We believe that systemically activating the innate and adaptive immune systems with our investigational immune modulator, odetiglucan, has the potential to improve antigen presentation, T cell recruitment, T cell activation, alleviate immunosuppression in the tumor microenvironment and lead to more robust anti-tumor responses in combination with immune checkpoint inhibitors.

Avoiding the Challenges Associated with Other Systemically Administered Innate Immune Modulators

Clinical development of other innate immune modulators, such as cGAS-STING, Toll-Like Receptors, RIG-I, and NOD-like, has been challenging due to multiple factors including, but not limited to, short half-life, toxicities, narrow therapeutic index and the limited ability to get drug to the target site.  As a result, many innate immune modulators must employ intratumoral administration, without the benefit of systemic activation of innate and adaptive immunity and therapeutic benefit at other tumor sites.

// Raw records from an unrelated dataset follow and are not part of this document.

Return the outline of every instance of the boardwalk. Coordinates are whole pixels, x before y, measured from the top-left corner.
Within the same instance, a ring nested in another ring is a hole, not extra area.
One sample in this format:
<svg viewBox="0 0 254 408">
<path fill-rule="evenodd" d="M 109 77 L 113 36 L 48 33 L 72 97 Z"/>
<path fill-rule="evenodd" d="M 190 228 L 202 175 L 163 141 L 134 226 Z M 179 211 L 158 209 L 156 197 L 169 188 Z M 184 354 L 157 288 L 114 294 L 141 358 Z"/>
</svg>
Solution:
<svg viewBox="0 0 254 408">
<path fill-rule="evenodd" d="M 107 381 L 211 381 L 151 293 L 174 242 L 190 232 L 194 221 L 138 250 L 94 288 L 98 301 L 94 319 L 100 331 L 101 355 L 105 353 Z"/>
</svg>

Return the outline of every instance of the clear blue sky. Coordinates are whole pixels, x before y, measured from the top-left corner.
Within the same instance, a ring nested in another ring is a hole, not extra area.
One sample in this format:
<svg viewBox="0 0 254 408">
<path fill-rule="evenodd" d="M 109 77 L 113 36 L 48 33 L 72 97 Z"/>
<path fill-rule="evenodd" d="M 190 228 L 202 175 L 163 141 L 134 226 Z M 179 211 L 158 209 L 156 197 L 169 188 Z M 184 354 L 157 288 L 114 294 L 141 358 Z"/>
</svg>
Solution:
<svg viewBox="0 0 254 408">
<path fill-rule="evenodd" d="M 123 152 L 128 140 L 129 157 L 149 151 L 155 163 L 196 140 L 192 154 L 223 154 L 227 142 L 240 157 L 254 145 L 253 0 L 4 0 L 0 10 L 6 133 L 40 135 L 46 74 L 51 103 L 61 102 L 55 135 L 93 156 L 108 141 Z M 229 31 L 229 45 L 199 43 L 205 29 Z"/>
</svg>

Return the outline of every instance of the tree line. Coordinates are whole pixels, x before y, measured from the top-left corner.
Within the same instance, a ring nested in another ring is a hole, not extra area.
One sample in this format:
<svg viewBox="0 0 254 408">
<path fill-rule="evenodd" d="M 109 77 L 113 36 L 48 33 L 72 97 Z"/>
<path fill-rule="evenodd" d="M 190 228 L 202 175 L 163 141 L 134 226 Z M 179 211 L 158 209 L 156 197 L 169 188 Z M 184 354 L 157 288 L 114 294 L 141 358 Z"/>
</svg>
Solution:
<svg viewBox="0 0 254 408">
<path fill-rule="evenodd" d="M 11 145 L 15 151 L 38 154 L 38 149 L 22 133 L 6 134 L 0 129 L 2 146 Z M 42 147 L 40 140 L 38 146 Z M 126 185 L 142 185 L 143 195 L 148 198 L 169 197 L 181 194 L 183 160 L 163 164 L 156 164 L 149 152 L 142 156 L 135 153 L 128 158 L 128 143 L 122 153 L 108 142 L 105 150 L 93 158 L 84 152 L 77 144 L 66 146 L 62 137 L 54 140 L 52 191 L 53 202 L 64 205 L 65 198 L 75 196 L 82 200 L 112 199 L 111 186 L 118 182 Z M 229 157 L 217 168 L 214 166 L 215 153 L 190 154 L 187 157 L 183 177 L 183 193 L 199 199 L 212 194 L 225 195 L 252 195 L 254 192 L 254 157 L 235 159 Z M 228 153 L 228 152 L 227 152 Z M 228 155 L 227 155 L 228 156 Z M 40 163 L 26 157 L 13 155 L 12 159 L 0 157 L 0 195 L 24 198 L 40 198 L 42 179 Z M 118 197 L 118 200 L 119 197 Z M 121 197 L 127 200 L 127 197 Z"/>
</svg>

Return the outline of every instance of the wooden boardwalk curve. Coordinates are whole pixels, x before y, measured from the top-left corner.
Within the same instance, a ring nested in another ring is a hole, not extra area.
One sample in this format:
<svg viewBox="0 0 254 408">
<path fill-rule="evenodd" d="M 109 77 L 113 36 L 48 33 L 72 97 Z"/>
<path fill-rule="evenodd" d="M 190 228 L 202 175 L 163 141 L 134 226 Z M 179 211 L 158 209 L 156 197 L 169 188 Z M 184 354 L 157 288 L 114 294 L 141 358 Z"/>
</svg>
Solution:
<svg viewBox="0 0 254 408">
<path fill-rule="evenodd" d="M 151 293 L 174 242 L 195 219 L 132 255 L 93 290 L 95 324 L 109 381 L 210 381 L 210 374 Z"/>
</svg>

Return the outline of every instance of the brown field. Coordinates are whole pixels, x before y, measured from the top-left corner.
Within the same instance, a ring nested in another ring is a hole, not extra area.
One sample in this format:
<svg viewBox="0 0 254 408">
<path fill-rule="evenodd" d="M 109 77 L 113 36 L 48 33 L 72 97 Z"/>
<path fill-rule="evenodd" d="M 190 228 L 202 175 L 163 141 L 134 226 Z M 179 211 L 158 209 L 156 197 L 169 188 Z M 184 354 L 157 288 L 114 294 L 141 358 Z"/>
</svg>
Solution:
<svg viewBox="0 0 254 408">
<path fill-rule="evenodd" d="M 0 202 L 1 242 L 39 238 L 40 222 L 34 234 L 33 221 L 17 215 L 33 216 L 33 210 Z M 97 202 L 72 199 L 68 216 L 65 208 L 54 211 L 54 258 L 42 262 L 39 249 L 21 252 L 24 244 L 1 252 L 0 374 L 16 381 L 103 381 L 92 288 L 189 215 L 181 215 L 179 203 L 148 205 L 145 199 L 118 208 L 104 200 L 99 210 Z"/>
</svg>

We believe odetiglucan’s potential is driven by its low levels of cytokine and chemokine induction, enhancement of innate and adaptive immune cell-mediated tumor killing, and reprogramming of the tumor microenvironment.

Overcoming the Immunosuppressive Tumor Microenvironment

We have observed in preclinical studies that our innate and adaptive immune modulator agonizes Dectin-1, which primes a de novo T Cell immune response, reprograms the immunosuppressive tumor microenvironment and induces trained innate immunity, which collectively, can lead to a more durable anti-tumor immune response.